Sur la partie création et utilisation de services, en particulier des services qui visent le partage de connaissances. Je travaille à cela notamment dans les cadres humanitaire et éducatif. En cours par exemple, on regarde comment utiliser de tels systèmes pour la transmission et l’acquisition de l’information. Lorsque j’étais à l’Université de Lausanne, puis à l’EPFL, on a développé l’application SpeakUp (en open access et maintenant en open source), qui permet de développer des interactions avec une classe, par exemple des questions, un sondage, un vote. Il ne s’agit pas de remplacer les interactions face à face, mais bien de les compléter afin de les enrichir.
Enfant, étiez-vous déjà passionné d’informatique?
Non. J’ai suivi la filière «économie» jusqu’à la Maturité fédérale, et j’ai bifurqué ensuite vers les «systèmes d’information» parce que je ne connaissais pas grand-chose à l’informatique, mais que j’avais conscience de l’importance que ce secteur allait prendre. Je n’ai pas toujours suivi un plan de carrière très défini. J’ai plutôt eu l’approche de choisir des choses qui m’intéressaient sur le moment, sans compromettre mon avenir pour autant.
Ce qui vous passionne le plus dans vos recherches et dans l’enseignement qui y est lié?
Il y a d’un côté la recherche. L'informatique, qui déjà est partout, va prendre encore plus d’importance, dans tous les domaines. D’où une collaboration interdisciplinaire passionnante, qui déborde largement du cadre de l’université. De l’autre côté, il y a l’enseignement. En tant que professeur, il est important de transmettre l’enthousiasme à apprendre de nouvelles choses. La vulgarisation de la connaissance est essentielle, ainsi que la mise en place de nouveaux moyens pour faciliter la transmission et l'acquisition de la connaissance.
Un livre qui a participé à vous construire?
Peut être le premier livre de non-fiction qui a ouvert la voie à mon appétit de lecture : «Globalization and Its Discontents» de Joseph Stiglitz, un livre d’économiste – il travaillait à l’époque à la Banque mondiale – qui m’a ensuite ouvert à d’autres ouvrages. Par exemple, des ouvrages historiques, Jared Diamond, ou des livres d’économie comportementale comme ceux de Dan Ariely ou encore des livres traitant d’enjeux sociétaux majeurs comme le font Arundhati Roy ou Noam Chomsky. Ces autrices et auteurs, de près ou de loin, ont été des influences dans mon travail, même si en soi, ils n’ont rien à voir avec l’informatique. Par contre, jusqu’à l’obtention de mon master, je n’étais pas un lecteur très assidu. J’étais plutôt du genre à peiner à arriver à la fin d’un livre pour faire un exposé.

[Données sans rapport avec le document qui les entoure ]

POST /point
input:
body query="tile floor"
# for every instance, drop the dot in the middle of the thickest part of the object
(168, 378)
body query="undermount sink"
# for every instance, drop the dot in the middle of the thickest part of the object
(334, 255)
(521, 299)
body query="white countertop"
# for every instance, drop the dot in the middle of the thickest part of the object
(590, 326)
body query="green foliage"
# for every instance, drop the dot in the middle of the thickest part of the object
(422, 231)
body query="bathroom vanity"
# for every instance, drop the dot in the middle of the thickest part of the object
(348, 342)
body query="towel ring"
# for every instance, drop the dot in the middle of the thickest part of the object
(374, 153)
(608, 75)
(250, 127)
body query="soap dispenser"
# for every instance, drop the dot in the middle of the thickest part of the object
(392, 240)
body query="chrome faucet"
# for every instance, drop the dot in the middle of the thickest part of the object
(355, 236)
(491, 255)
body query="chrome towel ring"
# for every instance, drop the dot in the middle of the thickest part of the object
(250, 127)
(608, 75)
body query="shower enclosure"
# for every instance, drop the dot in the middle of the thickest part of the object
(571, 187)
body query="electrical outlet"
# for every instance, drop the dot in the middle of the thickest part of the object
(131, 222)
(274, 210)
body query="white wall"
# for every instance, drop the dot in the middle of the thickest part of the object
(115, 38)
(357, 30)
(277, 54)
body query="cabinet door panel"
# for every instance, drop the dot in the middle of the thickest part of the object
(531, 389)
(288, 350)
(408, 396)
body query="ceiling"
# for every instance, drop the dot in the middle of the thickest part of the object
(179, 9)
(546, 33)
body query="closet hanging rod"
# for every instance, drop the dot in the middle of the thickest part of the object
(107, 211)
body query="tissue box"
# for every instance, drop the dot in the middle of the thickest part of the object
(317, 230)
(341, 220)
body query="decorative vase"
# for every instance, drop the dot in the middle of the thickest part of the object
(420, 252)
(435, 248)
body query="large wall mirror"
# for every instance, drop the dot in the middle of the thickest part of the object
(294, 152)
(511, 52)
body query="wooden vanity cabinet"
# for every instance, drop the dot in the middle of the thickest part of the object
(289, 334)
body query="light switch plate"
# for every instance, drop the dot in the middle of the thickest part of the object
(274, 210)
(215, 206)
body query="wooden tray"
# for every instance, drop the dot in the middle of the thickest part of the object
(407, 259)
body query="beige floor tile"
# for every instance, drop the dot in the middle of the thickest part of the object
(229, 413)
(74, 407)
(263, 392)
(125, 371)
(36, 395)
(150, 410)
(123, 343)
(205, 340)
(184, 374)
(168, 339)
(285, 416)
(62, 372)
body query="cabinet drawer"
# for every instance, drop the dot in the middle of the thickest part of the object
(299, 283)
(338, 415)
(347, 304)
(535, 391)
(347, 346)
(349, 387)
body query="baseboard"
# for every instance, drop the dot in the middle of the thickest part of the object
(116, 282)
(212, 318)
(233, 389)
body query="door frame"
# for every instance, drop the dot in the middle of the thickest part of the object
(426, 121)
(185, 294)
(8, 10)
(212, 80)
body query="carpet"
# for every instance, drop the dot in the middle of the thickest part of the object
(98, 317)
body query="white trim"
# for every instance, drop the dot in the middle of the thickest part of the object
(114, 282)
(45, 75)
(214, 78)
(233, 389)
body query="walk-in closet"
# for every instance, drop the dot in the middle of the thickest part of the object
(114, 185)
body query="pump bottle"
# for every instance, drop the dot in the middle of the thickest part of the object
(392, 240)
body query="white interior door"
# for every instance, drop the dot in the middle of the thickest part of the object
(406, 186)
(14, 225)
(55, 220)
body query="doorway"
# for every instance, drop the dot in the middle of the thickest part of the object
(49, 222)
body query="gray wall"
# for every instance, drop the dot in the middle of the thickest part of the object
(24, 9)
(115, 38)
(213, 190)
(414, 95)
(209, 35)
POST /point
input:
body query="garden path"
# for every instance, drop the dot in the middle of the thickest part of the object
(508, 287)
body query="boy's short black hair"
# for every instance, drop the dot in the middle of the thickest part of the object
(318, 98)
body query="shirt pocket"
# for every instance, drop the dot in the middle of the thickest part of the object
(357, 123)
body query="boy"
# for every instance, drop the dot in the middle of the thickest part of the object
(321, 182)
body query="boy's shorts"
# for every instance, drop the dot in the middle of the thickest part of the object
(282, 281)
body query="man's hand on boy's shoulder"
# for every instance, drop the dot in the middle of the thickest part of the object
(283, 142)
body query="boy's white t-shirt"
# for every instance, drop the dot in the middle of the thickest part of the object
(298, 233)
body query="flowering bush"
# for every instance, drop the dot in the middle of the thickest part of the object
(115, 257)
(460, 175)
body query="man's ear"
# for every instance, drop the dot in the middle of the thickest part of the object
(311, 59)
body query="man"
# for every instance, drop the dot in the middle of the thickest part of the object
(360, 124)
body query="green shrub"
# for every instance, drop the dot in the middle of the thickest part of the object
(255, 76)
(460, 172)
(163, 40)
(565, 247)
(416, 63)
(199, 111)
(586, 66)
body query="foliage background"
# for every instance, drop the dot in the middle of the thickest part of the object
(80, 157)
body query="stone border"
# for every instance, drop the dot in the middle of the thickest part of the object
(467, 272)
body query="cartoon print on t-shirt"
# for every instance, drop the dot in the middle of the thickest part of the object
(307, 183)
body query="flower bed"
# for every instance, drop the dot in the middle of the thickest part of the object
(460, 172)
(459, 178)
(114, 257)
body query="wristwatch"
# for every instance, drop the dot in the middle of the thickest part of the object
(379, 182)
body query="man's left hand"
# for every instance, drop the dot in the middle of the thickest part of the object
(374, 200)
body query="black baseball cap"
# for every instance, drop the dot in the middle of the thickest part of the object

Quelle est la musique qui vous accompagne en général?
Pour danser, du funk. Pour travailler, des trucs un peu électro alternatif comme Sylvan Esso, Ratatat, Santigold, et pour le reste, du rap.
Le souvenir d’un moment particulièrement fort pour vous dans le cadre universitaire?
Les pauses café en tant que doctorant, avec des collègues d'autres départements. C’était des moments d’échange d’idées avec par exemple des économistes, des spécialistes de marketing ou encore des juristes. Beaucoup de mes collaborations interdisciplinaires qui durent encore aujourd’hui ont commencé là. Ce qui pouvait avoir l’air d’une simple pause a en réalité eu une influence majeure dans ma carrière. Par conséquent, je conseille en général à mes doctorants d’aller boire des cafés.